After weeks without confirmation, there came an answer to one of the big unanswered questions around the government’s strategy for leading the UK out of the coronavirus crisis: would it be prepared to gamble on the success of the Oxford vaccine?
The answer is a resounding yes.
In April, the Oxford vaccine team made headlines by announcing that its coronavirus vaccination could be ready as soon as September. Professor Sarah Gilbert, who is leading the team, was widely praised for a series of clear and impressive media appearances to promote the message.
At this point, Professor Gilbert was clear about what she needed from government. As she told the BBC’s Andrew Marr on 19 April: “What we need from government is support to help us accelerate the manufacturing. There aren’t any manufacturing facilities in this country that at the moment can make very large amounts of the vaccine. We have a pilot plant in the university that can make small numbers of doses and that’s what we’re using for the first clinical trials, but we need to go to a much bigger scale.
“Those companies need to have new equipment, they need to have their staff trained in using new protocols and new quality control assessments. The companies that we’re going to be working with are going to need to stop doing what they would normally do and make this vaccine instead. So we need support for them all to make sure that that’s done in a fair way while they’re trying to do something that’s really very important.”
In effect, the Oxford vaccine team has embraced media coverage about its work and promoted an optimistic message about the vaccine’s prospects, courting public support and building hype around the project, in the hope of bouncing the government into taking a gamble and investing millions of pounds in preparation for the mass-manufacturing of a vaccine that might, of course, not work.
On Sunday, the government met this request, as the Business Secretary, Alok Sharma, pledged an additional £84m to accelerate the development of the vaccine, on top of a previous £47m. “This new money will help mass-produce the Oxford vaccine so that if current trials are successful we have dosages to start vaccinating the UK population straight away,” he said.
He also announced that a deal has been struck, with financial support from the government, between Oxford and UK-based pharmaceutical giant AstraZeneca, so that the latter will be poised to make 30 million doses for the UK by September, if the vaccine passes clinical trials.

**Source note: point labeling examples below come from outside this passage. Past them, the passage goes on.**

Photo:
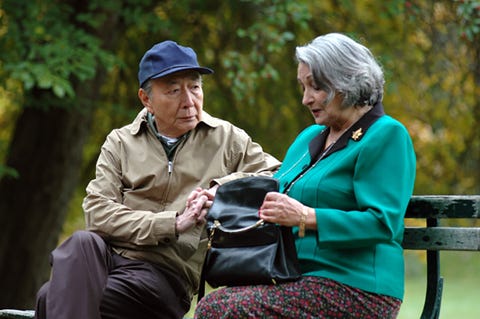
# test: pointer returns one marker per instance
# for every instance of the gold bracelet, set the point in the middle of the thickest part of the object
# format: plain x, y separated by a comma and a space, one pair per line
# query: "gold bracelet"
303, 218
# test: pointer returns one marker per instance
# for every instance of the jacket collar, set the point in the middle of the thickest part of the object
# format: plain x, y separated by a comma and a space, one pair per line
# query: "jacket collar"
141, 119
355, 132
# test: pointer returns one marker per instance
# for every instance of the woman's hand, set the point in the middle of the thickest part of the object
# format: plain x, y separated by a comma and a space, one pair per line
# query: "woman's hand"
282, 209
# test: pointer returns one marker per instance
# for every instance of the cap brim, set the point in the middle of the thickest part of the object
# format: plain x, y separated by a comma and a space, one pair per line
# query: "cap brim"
201, 70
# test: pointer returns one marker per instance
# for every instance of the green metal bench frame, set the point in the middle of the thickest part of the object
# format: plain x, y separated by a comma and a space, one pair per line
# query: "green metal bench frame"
432, 238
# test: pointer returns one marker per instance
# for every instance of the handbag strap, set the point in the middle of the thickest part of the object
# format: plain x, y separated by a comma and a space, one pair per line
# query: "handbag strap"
201, 286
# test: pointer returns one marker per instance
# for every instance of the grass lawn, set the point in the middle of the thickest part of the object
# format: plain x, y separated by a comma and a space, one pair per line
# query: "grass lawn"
461, 272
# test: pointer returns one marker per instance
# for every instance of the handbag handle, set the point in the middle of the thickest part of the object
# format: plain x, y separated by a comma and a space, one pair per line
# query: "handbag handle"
217, 224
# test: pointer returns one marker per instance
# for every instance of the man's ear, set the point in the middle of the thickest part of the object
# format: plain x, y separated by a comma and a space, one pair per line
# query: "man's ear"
145, 99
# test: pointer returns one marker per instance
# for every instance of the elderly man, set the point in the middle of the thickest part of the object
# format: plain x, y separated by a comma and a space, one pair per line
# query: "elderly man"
142, 252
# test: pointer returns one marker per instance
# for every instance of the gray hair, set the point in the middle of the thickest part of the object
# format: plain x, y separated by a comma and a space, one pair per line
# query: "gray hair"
341, 65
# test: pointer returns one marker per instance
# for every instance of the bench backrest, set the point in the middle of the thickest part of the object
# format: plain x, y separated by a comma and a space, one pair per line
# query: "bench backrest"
437, 237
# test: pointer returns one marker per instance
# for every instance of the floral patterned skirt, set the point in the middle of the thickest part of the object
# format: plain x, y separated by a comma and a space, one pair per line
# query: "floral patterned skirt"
309, 297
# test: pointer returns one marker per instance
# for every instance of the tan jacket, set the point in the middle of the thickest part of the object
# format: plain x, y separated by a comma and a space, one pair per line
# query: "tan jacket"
136, 194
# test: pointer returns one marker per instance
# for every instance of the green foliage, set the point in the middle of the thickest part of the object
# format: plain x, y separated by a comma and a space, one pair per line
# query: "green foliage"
469, 12
44, 48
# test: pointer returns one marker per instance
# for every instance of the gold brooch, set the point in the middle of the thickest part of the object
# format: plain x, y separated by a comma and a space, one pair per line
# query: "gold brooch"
356, 134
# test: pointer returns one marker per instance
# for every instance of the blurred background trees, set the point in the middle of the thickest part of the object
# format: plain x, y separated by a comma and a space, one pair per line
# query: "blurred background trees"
68, 75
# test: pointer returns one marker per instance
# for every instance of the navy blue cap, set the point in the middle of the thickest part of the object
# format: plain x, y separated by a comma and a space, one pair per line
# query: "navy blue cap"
165, 58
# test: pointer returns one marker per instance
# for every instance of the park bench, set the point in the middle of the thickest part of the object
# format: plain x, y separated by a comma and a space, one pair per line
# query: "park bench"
434, 236
438, 234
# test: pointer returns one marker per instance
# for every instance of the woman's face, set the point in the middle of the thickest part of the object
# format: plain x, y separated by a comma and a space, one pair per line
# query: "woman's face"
331, 114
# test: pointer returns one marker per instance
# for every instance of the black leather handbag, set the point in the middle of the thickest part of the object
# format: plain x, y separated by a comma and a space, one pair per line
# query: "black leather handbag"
243, 249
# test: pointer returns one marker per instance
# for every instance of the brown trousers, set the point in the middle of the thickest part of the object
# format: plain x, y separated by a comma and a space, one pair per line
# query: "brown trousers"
89, 281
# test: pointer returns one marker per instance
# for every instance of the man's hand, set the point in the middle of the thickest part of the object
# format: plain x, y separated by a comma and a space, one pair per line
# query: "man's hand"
193, 214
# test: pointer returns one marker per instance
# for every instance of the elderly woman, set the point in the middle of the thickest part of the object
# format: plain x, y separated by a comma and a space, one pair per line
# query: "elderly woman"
345, 184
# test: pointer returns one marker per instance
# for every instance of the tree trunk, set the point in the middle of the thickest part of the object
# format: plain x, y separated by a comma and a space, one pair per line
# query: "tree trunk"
46, 150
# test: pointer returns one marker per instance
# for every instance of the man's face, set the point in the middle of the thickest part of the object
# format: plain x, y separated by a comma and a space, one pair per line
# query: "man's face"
176, 101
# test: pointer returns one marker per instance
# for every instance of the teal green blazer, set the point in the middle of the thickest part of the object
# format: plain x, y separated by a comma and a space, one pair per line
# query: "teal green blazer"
359, 189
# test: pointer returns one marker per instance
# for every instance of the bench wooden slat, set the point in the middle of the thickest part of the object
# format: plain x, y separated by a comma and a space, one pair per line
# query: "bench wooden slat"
446, 206
442, 238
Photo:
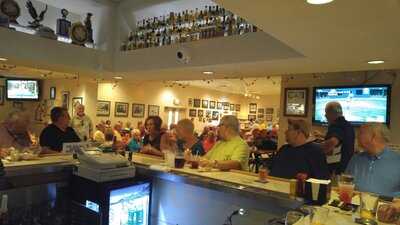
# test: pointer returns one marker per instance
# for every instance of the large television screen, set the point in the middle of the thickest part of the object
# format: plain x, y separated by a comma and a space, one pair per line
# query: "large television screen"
22, 89
130, 205
360, 104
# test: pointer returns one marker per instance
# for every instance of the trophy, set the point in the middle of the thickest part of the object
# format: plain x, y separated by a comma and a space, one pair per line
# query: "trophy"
88, 25
63, 25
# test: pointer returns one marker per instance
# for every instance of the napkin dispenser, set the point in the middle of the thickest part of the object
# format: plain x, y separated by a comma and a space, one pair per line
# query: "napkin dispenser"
317, 192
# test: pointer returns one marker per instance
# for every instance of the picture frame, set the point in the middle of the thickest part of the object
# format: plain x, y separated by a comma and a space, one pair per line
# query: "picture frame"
212, 104
296, 102
138, 110
219, 105
153, 110
204, 104
192, 112
65, 99
237, 107
53, 93
253, 108
121, 109
2, 89
76, 101
232, 107
196, 102
103, 108
269, 110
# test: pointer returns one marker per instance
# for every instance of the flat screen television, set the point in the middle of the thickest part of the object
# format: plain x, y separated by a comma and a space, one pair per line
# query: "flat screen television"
22, 89
360, 104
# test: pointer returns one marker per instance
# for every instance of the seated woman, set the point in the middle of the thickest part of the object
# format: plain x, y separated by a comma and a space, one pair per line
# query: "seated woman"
152, 140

It might seem obvious that this would be a gamble worth taking by government: a sum like the above is not a huge amount in terms of government spending, and if successful would reap many times the cost in both saved lives and economic returns. But it wasn’t guaranteed: despite government funding towards both the Oxford and Imperial College London trials, it has taken a month since Professor Gilbert’s request for the government to confirm that it would allocate funds towards a mass-manufacturing process that may never get off the ground. Now the government is firmly behind the Oxford team, as well as providing further financial support to trials at Imperial.
But this shouldn’t be taken as as a definitive answer to the second big question around the government’s assumptions as to how we permanently exit this crisis.
Sharma’s announcement on Sunday included the important proviso that the Oxford and Imperial trials may both be unsuccessful in producing a coronavirus vaccine, as he announced that six drugs with the potential to treat the virus have entered initial live clinical trials. Meanwhile, the Health Secretary, Matt Hancock, is today announcing further measures to expand swab testing, ahead of the official launch of the UK’s contact-tracing programme.
On the question of whether it is banking on a vaccine, a treatment, or sufficiently expansive testing and tracing as its routes out of the crisis, the government’s approach, for the moment seems to be to invest heavily in all three routes.